Download Free Statistical Methods Applied To Education Book in PDF and EPUB Free Download. You can read online Statistical Methods Applied To Education and write the review.

This book focuses on experimental research in two disciplines that have a lot of common ground in terms of theory, experimental designs used, and methods for the analysis of experimental research data: education and psychology. Although the methods covered in this book are also frequently used in many other disciplines, including sociology and medicine, the examples in this book come from contemporary research topics in education and psychology. Various statistical packages, commercial and zero-cost Open Source ones, are used. The goal of this book is neither to cover all possible statistical methods out there nor to focus on a particular statistical software package. There are many excellent statistics textbooks on the market that present both basic and advanced concepts at an introductory level and/or provide a very detailed overview of options in a particular statistical software programme. This is not yet another book in that genre. Core theme of this book is a heuristic called the question-design-analysis bridge: there is a bridge connecting research questions and hypotheses, experimental design and sampling procedures, and common statistical methods in that context. Each statistical method is discussed in a concrete context of a set of research question with directed (one-sided) or undirected (two-sided) hypotheses and an experimental setup in line with these questions and hypotheses. Therefore, the titles of the chapters in this book do not include any names of statistical methods such as ‘analysis of variance’ or ‘analysis of covariance’. In a total of seventeen chapters, this book covers a wide range of topics of research questions that call for experimental designs and statistical methods, fairly basic or more advanced.

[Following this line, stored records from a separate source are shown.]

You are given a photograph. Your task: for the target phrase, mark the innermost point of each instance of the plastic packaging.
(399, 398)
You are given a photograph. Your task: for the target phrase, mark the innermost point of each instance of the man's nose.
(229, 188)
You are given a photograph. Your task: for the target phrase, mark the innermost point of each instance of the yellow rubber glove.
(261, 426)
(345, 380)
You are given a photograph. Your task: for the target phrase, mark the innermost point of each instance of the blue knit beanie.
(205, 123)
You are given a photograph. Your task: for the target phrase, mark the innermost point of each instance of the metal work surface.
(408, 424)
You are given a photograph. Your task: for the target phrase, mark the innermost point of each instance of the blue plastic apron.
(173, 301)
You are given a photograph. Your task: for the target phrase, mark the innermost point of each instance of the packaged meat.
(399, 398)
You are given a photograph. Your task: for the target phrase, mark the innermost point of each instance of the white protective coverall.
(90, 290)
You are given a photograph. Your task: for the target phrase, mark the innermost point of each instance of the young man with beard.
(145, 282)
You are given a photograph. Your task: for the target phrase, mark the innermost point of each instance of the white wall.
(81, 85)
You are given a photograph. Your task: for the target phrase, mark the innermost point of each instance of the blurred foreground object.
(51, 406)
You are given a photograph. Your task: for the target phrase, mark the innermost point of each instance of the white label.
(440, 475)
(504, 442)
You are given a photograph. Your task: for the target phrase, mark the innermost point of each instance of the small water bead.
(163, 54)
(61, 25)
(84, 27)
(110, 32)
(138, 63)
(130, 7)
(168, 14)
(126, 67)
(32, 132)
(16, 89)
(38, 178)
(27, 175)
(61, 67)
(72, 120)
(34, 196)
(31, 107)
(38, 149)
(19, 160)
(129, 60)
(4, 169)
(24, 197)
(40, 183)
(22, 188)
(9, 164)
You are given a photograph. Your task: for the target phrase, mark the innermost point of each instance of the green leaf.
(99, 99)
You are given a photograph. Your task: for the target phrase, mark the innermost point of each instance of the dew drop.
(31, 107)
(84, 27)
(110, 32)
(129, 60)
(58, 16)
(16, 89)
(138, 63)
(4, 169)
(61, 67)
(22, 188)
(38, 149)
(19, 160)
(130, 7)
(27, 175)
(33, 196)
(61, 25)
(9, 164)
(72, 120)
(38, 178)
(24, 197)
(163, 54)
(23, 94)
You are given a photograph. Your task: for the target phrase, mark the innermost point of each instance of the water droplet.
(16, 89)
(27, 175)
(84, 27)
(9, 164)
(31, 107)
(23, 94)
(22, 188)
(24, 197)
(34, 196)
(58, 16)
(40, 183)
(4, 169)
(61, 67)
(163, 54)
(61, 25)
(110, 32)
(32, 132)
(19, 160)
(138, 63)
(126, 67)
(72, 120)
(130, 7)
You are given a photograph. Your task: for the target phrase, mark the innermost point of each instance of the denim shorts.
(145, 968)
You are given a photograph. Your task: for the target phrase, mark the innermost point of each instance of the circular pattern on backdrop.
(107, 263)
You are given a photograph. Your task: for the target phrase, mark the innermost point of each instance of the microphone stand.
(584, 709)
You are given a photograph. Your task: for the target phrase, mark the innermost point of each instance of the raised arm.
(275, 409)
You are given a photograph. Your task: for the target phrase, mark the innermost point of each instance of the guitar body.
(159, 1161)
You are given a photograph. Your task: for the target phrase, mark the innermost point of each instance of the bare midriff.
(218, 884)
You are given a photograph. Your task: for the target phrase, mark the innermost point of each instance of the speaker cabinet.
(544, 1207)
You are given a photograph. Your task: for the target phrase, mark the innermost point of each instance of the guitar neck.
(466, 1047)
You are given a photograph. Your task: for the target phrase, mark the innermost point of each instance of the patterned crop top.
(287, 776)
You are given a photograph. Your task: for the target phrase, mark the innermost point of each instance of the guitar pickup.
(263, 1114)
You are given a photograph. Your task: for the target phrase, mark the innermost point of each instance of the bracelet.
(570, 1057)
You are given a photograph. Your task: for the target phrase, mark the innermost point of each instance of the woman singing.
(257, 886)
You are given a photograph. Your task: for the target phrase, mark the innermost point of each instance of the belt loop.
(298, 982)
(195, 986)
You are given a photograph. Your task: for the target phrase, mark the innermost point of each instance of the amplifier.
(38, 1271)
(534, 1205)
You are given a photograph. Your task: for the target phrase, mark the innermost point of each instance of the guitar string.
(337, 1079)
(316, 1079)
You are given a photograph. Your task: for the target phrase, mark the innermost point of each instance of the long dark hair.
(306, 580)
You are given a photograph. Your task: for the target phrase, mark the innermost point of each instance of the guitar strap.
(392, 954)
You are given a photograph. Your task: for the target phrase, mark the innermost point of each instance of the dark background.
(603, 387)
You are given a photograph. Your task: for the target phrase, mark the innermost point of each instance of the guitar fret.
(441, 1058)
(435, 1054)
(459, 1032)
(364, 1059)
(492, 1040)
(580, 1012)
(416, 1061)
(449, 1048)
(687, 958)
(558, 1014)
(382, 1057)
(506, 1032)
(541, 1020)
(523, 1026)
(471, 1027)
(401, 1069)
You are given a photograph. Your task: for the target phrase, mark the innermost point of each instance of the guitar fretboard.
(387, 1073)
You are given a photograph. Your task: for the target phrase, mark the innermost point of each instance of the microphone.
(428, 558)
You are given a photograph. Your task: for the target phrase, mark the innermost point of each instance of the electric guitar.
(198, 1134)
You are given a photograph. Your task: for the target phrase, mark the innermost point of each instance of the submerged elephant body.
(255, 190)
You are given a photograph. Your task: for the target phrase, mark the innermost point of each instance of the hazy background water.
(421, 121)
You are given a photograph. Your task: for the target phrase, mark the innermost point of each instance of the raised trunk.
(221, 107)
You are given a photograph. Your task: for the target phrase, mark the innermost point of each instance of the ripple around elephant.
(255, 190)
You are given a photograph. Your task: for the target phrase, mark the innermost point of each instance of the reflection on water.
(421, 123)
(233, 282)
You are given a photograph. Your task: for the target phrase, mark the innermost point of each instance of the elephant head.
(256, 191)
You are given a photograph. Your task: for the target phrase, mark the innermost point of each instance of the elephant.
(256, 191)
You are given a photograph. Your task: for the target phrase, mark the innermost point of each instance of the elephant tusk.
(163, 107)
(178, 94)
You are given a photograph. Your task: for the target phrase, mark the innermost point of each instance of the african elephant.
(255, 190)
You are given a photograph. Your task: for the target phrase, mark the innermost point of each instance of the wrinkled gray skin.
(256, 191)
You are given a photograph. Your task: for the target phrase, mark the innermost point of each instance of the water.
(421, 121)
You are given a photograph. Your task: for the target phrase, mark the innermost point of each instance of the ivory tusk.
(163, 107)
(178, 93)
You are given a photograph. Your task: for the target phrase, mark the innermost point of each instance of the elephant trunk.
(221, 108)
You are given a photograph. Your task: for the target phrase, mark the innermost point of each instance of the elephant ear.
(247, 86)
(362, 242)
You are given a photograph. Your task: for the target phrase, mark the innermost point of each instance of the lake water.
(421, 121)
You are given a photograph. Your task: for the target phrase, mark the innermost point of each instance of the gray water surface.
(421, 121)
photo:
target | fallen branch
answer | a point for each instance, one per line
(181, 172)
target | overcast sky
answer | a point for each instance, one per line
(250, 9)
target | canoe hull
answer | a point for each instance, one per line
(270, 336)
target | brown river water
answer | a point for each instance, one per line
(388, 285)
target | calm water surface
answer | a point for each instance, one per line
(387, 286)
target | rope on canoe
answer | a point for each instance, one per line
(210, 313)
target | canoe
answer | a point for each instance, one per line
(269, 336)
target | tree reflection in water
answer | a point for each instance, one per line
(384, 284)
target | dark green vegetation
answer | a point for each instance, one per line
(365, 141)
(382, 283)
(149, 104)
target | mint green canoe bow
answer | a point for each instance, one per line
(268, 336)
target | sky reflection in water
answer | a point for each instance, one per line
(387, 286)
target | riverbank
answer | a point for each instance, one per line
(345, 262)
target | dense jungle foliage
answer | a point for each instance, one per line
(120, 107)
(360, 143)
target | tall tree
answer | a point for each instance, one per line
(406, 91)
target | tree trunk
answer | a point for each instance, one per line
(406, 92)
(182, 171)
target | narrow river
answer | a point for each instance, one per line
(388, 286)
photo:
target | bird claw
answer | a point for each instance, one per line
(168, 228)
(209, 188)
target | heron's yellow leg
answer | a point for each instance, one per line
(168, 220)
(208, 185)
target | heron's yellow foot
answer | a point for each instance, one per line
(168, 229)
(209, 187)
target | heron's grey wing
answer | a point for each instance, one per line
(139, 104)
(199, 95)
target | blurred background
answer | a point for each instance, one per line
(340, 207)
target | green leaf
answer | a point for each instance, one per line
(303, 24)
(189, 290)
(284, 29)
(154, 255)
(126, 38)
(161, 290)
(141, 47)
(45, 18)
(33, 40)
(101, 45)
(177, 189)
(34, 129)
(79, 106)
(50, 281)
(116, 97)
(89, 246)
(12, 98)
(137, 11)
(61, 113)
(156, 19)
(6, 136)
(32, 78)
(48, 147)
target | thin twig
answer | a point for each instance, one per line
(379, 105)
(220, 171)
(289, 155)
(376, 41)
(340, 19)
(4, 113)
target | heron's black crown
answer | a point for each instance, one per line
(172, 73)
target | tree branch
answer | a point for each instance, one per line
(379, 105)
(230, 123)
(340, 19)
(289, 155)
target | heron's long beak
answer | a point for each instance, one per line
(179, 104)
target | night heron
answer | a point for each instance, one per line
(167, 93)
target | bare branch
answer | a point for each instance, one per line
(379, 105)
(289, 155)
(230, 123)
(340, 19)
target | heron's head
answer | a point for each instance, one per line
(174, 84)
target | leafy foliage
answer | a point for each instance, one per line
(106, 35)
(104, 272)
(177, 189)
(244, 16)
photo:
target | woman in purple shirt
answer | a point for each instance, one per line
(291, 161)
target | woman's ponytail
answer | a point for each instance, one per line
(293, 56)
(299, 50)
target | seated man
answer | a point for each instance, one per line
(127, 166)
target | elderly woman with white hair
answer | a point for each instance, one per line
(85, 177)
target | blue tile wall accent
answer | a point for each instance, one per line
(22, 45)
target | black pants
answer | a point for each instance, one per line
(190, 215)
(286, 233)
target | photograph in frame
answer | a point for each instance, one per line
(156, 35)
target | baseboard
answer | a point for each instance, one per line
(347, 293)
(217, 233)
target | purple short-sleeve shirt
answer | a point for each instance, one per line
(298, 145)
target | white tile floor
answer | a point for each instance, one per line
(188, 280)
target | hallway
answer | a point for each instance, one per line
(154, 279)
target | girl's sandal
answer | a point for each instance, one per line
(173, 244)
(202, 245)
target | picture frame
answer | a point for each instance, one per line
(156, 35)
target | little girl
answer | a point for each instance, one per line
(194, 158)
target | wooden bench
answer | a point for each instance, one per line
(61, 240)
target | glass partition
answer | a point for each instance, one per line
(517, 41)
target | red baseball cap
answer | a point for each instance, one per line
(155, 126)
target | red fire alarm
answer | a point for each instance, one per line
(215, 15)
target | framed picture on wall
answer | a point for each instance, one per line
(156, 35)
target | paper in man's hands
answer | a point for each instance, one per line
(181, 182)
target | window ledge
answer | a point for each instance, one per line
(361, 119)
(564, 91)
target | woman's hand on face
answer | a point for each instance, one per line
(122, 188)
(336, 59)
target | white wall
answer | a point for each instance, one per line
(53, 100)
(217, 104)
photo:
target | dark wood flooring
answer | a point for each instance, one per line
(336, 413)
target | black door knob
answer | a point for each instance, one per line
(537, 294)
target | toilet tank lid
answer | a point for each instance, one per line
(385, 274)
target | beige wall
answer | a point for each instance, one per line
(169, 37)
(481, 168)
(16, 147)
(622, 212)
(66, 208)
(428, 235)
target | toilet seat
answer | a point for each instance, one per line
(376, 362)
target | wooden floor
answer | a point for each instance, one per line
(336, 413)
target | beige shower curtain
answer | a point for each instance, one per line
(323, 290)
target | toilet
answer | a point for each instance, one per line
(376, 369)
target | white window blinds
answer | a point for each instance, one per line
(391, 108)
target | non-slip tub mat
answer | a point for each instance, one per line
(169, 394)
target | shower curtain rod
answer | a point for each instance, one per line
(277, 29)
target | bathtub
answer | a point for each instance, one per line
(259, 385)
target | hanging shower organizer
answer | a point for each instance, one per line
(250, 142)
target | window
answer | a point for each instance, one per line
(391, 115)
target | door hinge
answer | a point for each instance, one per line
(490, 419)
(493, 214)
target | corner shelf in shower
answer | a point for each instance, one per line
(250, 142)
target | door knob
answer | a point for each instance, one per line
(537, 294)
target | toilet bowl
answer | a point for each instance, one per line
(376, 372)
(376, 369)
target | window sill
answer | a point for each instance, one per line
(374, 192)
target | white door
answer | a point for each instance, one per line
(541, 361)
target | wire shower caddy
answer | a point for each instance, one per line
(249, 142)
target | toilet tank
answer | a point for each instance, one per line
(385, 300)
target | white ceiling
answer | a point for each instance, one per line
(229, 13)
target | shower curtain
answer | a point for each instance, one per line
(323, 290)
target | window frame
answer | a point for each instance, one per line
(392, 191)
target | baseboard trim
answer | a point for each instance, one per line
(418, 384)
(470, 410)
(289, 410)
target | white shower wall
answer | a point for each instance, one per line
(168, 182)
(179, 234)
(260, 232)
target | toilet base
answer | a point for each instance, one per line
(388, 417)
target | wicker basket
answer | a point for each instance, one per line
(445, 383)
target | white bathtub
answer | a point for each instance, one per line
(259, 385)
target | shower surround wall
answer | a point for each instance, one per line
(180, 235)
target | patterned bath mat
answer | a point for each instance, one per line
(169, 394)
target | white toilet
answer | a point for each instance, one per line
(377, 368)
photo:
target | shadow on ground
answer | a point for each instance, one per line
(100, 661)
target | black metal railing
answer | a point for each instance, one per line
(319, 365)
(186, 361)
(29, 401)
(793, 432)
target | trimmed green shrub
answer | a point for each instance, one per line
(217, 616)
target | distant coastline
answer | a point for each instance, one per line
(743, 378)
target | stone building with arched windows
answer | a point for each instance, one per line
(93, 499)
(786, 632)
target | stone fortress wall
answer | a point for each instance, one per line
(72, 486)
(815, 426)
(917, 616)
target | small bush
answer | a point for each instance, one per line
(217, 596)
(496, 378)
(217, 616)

This broad text provides a complete overview of most standard statistical methods, including multiple regression, analysis of variance, experimental design, and sampling techniques. Assuming a background of only two years of high school algebra, this book teaches intelligent data analysis and covers the principles of good data collection. * Provides a complete discussion of analysis of data including estimation, diagnostics, and remedial actions * Examples contain graphical illustration for ease of interpretation * Intended for use with almost any statistical software * Examples are worked to a logical conclusion, including interpretation of results * A complete Instructor's Manual is available to adopters
The approach of SMEP-III is conceptual rather than mathematical. The authors stress the understanding, applications, and interpretation of concepts rather than derivation and proof or hand-computation.
Assessment Methods in Statistical Education: An International Perspective provides a modern, international perspective on assessing students of statistics in higher education. It is a collection of contributions written by some of the leading figures in statistical education from around the world, drawing on their personal teaching experience and educational research. The book reflects the wide variety of disciplines, such as business, psychology and the health sciences, which include statistics teaching and assessment. The authors acknowledge the increasingly important role of technology in assessment, whether it be using the internet for accessing information and data sources or using software to construct and manage individualised or online assessments. Key Features: Presents successful assessment strategies, striking a balance between formative and summative assessment, individual and group work, take-away assignments and supervised tests. Assesses statistical thinking by questioning students’ ability to interpret and communicate the results of their analysis. Relates assessment to the real world by basing it on real data in an appropriate context. Provides a range of individualised assessment methods, including those that deter plagiarism and collusion by providing each student with a unique problem to solve or dataset to analyse. This book is essential reading for anyone involved in teaching statistics at tertiary level or interested in statistical education research.
This study manual, originally published by Houghton Mifflin Co. in 1977, provides a large number of exercises to accompany the material contained in Elementary Statistical Methods in Psychology and Education, Second Edition. This manual will be a useful tool for the beginning student of statistics.
The main purpose of this book is to address the statistical issues for integrating independent studies. There exist a number of papers and books that discuss the mechanics of collecting, coding, and preparing data for a meta-analysis , and we do not deal with these. Because this book concerns methodology, the content necessarily is statistical, and at times mathematical. In order to make the material accessible to a wider audience, we have not provided proofs in the text. Where proofs are given, they are placed as commentary at the end of a chapter. These can be omitted at the discretion of the reader.Throughout the book we describe computational procedures whenever required. Many computations can be completed on a hand calculator, whereas some require the use of a standard statistical package such as SAS, SPSS, or BMD. Readers with experience using a statistical package or who conduct analyses such as multiple regression or analysis of variance should be able to carry out the analyses described with the aid of a statistical package.
Basic statistical concepts such as probability, estimation and inference, and their role in research design and analysis are presented in this volume. The author demonstrates which statistical test to use in given circumstances and how to use it, drawing on data from psychology and education.; Written for those without a strong mathematical background, the book's examples can be worked using a pocket calculator. "Real life" data are analyzed using statistical software (SAS), output is interpreted, and a decision chart is presented which summarizes considerations when choosing a statistical test.